About 25 other victims are listed on Maze’s site, with smaller “proof” data sets posted that include customer information. Victims include:
- Busch’s Inc., a grocery market chain in Michigan
- BST & Co., a certified public accountancy firm in Albany
- Lakeland Community College in Kirkland, Ohio
- The social media and public relations unit of Orlando-based company Massey Services
According to Emsisoft threat analyst Brett Callow, one recent dump of a Canadian company’s data included employee “names, home addresses, social insurance numbers, tax forms, earnings details, health insurance numbers, banking information, drug test results, etc.” The company failed to notify employees of the breach.
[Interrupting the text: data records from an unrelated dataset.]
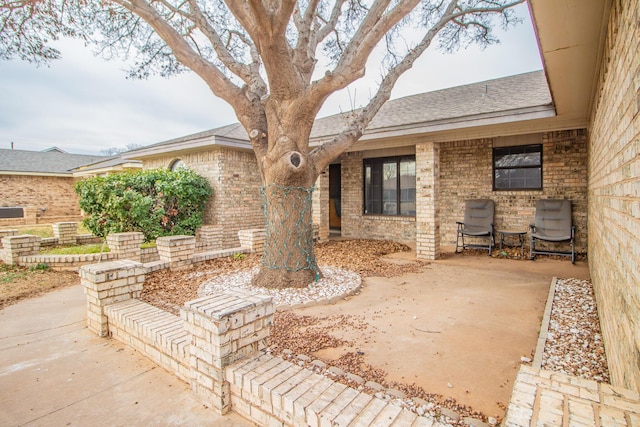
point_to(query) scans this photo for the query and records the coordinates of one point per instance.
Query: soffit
(570, 37)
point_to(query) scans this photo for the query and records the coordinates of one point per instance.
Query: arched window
(177, 165)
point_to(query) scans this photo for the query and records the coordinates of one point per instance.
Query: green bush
(155, 202)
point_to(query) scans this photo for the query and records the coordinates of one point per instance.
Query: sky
(84, 104)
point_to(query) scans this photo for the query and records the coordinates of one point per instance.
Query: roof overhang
(133, 165)
(188, 146)
(524, 120)
(571, 35)
(27, 173)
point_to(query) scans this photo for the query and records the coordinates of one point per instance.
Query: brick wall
(236, 203)
(466, 173)
(614, 194)
(55, 194)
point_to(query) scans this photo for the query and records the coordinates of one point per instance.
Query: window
(517, 168)
(390, 186)
(177, 165)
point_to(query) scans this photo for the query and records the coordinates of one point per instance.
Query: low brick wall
(65, 232)
(15, 247)
(216, 346)
(66, 262)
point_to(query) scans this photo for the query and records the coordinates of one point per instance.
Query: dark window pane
(518, 168)
(390, 186)
(407, 187)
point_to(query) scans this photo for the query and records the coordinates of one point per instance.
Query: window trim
(381, 161)
(513, 149)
None of these breaches have been reported publicly by their victims. “The lack of disclosure obviously means that customers/clients/vendors/partners do not know that their data is now in the hands of cybercriminals and can be downloaded by anybody with an Internet connection,” Callow told Ars. “And that means they do not know that they should set up credit monitoring, notify their financial institution, be on the lookout for scams or spear phishing attempts.”
The Maze crew is not the only ransomware operation now using stolen data as additional leverage to get victims to pay up. The REvil/Sodinokibi ransomware ring has also threatened to reveal data of victims who don’t pay, including the travelers’ financial service provider Travelex. And other attackers may also be stealing data and using it in much more subtle ways to extort their victims.